Steel Beach Accessories #48173
F-14 Preproduction Backdate -- 1:48 Scale

 

The F-14 Tomcat was the U.S. Navy’s premier interceptor beginning in 1972, and in the 1990s, it also served as an exemplary deep strike, CAS, and FAC aircraft until its retirement in 2006.  There have been more than 400 F-14 kits released over the years, but not one represents the earliest Tomcats:  the first 12 preproduction F-14s.  If a scale modeler wanted to build one of these early F-14s, they were either out of luck or faced a lot of scratchbuilding.  Though the F-14 didn’t see a lot of dramatic configuration differences over the years, there were several big differences between the preproduction jets and all of the subsequent F-14As, F-14A(Plus)/Bs, and F-14Ds.  

Technically speaking, there were no F-14 prototypes, but 12 preproduction airframes configured by Grumman for various tasks in the Tomcat’s development program that began in late 1970.  For instance, No. 2 was dedicated to low speed handling tests, No. 3 was the non-destructive structural flight test vehicle, No. 5 was the systems compatibility demonstrator, No. 7 was the propulsion testbed, No. 9 was the AWG-9/Phoenix test vehicle, and so forth.  These early F-14s carried some early ideas regarding structures and airframe configuration that were evaluated and eliminated by the time the first production jet came off the line at Grumman’s Plant 6 in Calverton, NY.  These included very robust upper fuselage stiffeners, aft overwing fairings, a short M61A1 gun muzzle, and a large boat tail at the aft end of the fuselage.

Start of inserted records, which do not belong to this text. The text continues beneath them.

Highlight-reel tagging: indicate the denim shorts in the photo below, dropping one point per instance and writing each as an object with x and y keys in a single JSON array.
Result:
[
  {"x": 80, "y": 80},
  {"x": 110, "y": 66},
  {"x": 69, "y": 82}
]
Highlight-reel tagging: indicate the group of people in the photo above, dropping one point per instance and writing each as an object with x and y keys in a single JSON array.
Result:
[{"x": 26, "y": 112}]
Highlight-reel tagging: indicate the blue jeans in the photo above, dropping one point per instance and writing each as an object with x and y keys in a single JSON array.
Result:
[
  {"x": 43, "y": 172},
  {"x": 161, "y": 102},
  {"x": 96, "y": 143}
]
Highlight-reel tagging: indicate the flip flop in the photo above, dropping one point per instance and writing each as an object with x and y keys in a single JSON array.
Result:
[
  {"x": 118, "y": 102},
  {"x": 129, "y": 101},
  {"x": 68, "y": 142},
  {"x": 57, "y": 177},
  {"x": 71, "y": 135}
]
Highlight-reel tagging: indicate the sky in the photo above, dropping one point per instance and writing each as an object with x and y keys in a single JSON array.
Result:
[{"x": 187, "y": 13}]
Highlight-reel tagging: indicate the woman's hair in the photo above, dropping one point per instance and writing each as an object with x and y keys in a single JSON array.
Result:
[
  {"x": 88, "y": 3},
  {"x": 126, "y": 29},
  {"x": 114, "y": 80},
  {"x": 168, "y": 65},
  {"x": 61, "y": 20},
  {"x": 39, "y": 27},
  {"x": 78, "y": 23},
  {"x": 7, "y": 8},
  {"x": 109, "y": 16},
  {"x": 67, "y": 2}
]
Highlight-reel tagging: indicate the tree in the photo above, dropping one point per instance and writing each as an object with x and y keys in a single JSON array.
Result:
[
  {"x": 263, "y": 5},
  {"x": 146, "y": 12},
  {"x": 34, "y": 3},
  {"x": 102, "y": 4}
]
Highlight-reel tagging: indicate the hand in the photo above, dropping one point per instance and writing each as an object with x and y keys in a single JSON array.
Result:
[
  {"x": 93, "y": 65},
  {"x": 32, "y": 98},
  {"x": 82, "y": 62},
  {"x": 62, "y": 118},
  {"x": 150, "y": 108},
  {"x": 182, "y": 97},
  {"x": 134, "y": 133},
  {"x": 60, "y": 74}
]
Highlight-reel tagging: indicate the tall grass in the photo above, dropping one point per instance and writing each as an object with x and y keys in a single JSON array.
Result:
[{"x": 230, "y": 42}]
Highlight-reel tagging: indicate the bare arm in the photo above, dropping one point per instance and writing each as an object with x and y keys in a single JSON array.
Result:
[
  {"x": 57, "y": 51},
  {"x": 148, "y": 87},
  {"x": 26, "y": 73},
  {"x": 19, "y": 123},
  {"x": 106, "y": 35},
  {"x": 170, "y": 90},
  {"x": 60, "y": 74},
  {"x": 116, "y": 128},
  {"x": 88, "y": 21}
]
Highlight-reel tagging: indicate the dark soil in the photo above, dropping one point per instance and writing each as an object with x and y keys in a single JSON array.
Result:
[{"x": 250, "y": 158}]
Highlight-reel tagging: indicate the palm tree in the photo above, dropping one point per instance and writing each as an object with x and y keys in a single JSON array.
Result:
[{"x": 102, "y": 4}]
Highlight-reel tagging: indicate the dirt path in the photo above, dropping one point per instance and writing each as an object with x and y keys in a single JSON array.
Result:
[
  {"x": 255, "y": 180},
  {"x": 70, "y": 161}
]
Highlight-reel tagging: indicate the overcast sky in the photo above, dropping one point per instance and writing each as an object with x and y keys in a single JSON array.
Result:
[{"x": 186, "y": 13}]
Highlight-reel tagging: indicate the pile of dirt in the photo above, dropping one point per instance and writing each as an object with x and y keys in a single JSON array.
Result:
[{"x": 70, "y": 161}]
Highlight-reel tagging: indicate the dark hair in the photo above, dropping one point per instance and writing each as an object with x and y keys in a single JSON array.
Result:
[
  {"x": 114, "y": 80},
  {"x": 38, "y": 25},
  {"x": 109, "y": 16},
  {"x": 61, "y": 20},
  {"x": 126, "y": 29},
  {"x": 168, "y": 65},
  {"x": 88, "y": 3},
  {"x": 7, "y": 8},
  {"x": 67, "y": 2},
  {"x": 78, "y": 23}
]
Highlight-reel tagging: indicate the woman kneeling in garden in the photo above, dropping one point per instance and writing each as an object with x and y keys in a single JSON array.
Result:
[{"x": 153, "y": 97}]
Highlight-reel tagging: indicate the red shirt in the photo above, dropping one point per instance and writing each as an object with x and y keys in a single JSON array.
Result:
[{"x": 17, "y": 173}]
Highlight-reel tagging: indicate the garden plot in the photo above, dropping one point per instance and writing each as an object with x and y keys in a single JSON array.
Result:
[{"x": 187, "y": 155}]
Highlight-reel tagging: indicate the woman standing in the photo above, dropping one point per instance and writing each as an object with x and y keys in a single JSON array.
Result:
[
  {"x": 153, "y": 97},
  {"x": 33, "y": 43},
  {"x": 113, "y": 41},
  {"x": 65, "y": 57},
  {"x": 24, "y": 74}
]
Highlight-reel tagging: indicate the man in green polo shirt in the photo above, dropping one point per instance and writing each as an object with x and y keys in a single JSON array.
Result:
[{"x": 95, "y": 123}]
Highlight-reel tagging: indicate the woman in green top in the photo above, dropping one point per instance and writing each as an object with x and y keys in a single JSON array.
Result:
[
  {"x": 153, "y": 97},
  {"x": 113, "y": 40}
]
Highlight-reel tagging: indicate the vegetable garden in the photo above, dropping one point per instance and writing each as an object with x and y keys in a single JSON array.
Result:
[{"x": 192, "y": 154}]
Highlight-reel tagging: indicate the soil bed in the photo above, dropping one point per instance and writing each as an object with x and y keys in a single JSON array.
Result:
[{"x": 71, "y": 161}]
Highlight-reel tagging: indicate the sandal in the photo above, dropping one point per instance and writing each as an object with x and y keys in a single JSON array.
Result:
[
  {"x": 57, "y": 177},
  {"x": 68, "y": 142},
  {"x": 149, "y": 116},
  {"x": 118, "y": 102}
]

In this set, Steel Beach Accessories provides resin cast parts to backdate the exemplary 1:48 scale Tamiya F-14 kit (see our review HERE) to preproduction configuration.  This set includes 10 cast resin parts (boat tail, fuselage stiffeners and fairings, IRST chin pod, and short gun muzzle) and the parts are well cast.  Steel Beech resin parts often possess a of a bit grainy texture since they are cast under relatively low pressure, and this necessitates some extra parts preparation and surface sanding.  Yet these are some of the smoothest and most blemish-free castings I’ve ever seen from Steel Beech.  To get the boat tail, gun muzzle, and aft overwing fairings integrated with the Tamiya kit, some razor-saw surgery and sanding will be needed, and the various steps and construction tips are illustrated in the full-color instructions. 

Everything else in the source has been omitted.